First Convolutional Block
Input: 224 x 224 RGB images
conv2d: Creates 32 feature maps using 3x3 kernels -> Output shape maintains input size due to padding (224, 224, 32)average_pooling2d: Reduces spatial dimensions by half -> Output shape (112, 112, 32)
Second Convolutional Block
conv2d_1: Creates 64 feature maps using 3x3 kernels -> Output shape maintains input size due to padding (112, 112, 64)average_pooling2d_1: Reduces spatial dimensions by half -> Output shape (56, 56, 64)
Third Convolutional Block
conv2d_2: Creates 128 feature maps using 3x3 kernels -> Output shape maintains input size due to padding (56, 56, 128)average_pooling2d_2: Reduces spatial dimensions by half -> Output shape (28, 28, 128)
Classification Layers
flatten: Converts 3D feature maps into a 1D vector -> Output shape (100352)dense: First dense layer with 128 perceptronsdense_1: Second dense layer with 64 perceptronsdense_2: Output layer with 3 perceptrons (one for each coral species)
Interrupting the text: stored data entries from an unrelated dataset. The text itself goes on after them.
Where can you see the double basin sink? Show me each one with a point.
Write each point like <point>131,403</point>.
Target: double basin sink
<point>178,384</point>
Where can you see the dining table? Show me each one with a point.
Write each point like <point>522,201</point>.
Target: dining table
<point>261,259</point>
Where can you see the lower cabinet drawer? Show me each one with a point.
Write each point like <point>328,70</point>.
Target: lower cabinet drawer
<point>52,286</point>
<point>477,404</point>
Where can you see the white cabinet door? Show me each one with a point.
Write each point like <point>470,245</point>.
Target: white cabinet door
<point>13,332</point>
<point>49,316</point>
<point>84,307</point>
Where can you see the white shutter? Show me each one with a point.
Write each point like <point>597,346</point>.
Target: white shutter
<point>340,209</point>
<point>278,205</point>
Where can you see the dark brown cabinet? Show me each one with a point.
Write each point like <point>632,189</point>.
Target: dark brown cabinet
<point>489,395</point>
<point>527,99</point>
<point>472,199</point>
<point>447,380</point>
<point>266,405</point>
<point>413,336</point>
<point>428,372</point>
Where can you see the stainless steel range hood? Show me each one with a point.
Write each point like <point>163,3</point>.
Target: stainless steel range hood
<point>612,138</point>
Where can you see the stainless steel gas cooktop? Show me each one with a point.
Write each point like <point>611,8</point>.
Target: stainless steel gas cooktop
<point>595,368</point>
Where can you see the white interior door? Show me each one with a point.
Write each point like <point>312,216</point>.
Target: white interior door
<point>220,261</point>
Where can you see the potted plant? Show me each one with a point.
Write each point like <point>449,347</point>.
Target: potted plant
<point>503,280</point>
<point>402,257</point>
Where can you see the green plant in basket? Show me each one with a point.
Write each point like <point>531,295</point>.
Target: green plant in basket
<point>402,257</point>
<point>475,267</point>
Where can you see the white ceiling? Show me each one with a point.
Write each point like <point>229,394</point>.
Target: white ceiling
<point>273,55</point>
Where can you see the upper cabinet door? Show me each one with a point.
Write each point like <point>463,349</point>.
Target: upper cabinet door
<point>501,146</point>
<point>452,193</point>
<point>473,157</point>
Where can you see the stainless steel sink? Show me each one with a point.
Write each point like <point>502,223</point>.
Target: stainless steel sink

Calculating Parameters in CNNs
For a convolutional layer, the number of parameters is determined by the size of the kernels, the number of input channels, and the number of kernels:
Kernel width x Kernel height: The size of each kernel (e.g., a 3x3 kernel has 9 weights per input channel)Input channels: The number of channels in the input image (e.g., 3 for RGB images)+1: Each kernel also has 1 bias term.kernels: The number of kernels you want to use. This is how many output channels you’ll get from this layer. Each kernel is applied independently and learns different features.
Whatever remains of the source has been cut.